19 April 2009

The Death Industry

In this time of global recession, one wonders if those in the funeral industry are likewise feeling a pinch in their profits. From the report below, it seems not:
Revenue in the American funeral industry will grow 1.2 percent this year, to $20.7 billion, estimates Toon van Beeck, a senior industry analyst at IBISWorld, the research firm. That’s down from a 2 percent gain last year — but, hey, it’s still growth when companies in other industries are reporting double-digit losses.

Americans may be living longer than ever, but the reality of a graying nation is stark. The annual death rate of about 2.5 million has been rising about 1 percent a year, and is expected to spike in the early 2020s as older baby boomers reach their mid-70s.
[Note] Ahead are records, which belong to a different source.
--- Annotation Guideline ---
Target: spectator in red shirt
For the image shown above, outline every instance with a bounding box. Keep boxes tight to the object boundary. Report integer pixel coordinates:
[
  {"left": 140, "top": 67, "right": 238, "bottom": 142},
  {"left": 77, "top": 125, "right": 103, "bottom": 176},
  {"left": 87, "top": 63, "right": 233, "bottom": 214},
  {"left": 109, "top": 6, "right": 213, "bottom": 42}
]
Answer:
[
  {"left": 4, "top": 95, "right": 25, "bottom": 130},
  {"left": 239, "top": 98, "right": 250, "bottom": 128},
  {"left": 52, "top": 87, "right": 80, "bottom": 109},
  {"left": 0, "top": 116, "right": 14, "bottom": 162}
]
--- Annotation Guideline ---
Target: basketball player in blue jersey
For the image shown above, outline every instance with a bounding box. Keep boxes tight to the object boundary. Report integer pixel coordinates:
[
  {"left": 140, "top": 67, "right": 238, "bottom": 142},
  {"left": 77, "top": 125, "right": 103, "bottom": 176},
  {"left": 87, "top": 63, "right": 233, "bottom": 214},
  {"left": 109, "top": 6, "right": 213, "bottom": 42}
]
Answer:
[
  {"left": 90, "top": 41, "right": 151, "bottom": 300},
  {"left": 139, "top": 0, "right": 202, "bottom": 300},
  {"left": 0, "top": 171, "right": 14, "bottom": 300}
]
Nevertheless, the death industry is facing something of an existential crisis. Cremation, which can reduce costs by half or more, is a strong trend. (The average cost of a funeral and traditional burial is about $8,000.) Families are increasingly abandoning traditional religious funerals, which are typically organized by funeral directors, in favor of secular ceremonies they may arrange themselves. Natural burials, which avoid embalming and concrete burial vaults, are more commonly considered than they once were, while a minority of families are bypassing funeral homes altogether to take care of their dead themselves.
[NYTimes, 18 April 2009]

In the Philippines, more and more rich and well-to-do families are also opting for cremation instead of the old-fashioned getting buried six feet under.

Everyone dies. No one can escape death. We are all captured markets of the funeral industry. But the choice and decision to become a big spender as a form of last hurrah usually depends on those who are left behind. In this aspect, the argument is divided among those who want it simple and those who want it as grand as possible.

Me? I want it as simple as possible. Spending mucho is for the living. The dead will never know or feel the flamboyance and elaborate nature of his funeral.